Die Advanced Blockchain AG ist das erste Blockchain-Entwicklungsunternehmen, das auf Xetra der Deutschen Börse gelistet ist. Das Unternehmen hat keine Token ausgegeben, sondern geht den traditionellen Weg der Finanzierung.

Xetra der Deutschen Börse hat die erste Blockchain-Firma gelistet: Advanced Blockchain AG. Die Aktien der Firma werden ab heute handelbar sein.

Das Unternehmen sagt: „Dieser zusätzliche Handelsplatz wird die Erschliessung neuer Investorengruppen, insbesondere mit internationalem Hintergrund, weiter erleichtern. Die bestehenden Notierungen an der Düsseldorfer Börse und der Frankfurter Börse werden fortgesetzt.“

Land & Schwarz, eine deutsche Finanzdienstleistungsholding, erleichterte die Aufnahme als Designated Sponsor und Market Maker.

Die Advanced Blockchain AG ist ein in Berlin ansässiges Blockchain-as-a-Service Unternehmen

Die Advanced Blockchain AG mit Sitz in Berlin entwickelt DLT-Software für Unternehmen. Das gemeinsam mit der Tochtergesellschaft nakamo.to GmbH entwickelte Projekt peaq bietet eine Blockchain-Basisschicht für Unternehmensanwendungen.

Das Unternehmen entwickelt auch eine auf azyklischen Graphen (DAG) basierende Blockchain namens „DAGchain“, die für den Einsatz in einer Vielzahl von Branchen vorgesehen ist.

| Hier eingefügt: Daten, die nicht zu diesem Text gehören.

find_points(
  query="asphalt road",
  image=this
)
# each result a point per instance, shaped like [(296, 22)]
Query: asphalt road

Wie kürzlich bekannt wurde, hat das Unternehmen mit einem führenden deutschen Telekommunikationsanbieter eine Absichtserklärung unterzeichnet – der Name wurde nicht bekannt gegeben -, um gemeinsam ein Blockchain-Protokoll für die Abrechnung in IoT-Netzen zu entwickeln.

Traditionelle Aktien statt Security Token

Die meisten Blockchain-Unternehmen haben sich für ICOs oder STOs entschieden, um Mittel aufzubringen, anstatt den traditionellen Weg der Finanzierung zu gehen. Die Advanced Blockchain AG hat keine Token ausgegeben. Stattdessen ist das Unternehmen an den Börsen in Frankfurt und Düsseldorf und nun auch auf Xetra gelistet.

Während STOs mit niedrigeren Kosten, niedrigeren Eintrittsbarrieren, einer grösseren globalen Reichweite und einigen zusätzlichen Marketingaktivitäten verbunden sind, haben sie auch eine Reihe von Nachteilen.

Das grösste Problem ist die mangelnde Liquidität, zumindest im aktuellen Marktumfeld. Während traditionelle Aktienmärkte über viel Liquidität verfügen, gibt es technisch gesehen noch keinen liquiden Sekundärmarkt für Wertpapier-Token.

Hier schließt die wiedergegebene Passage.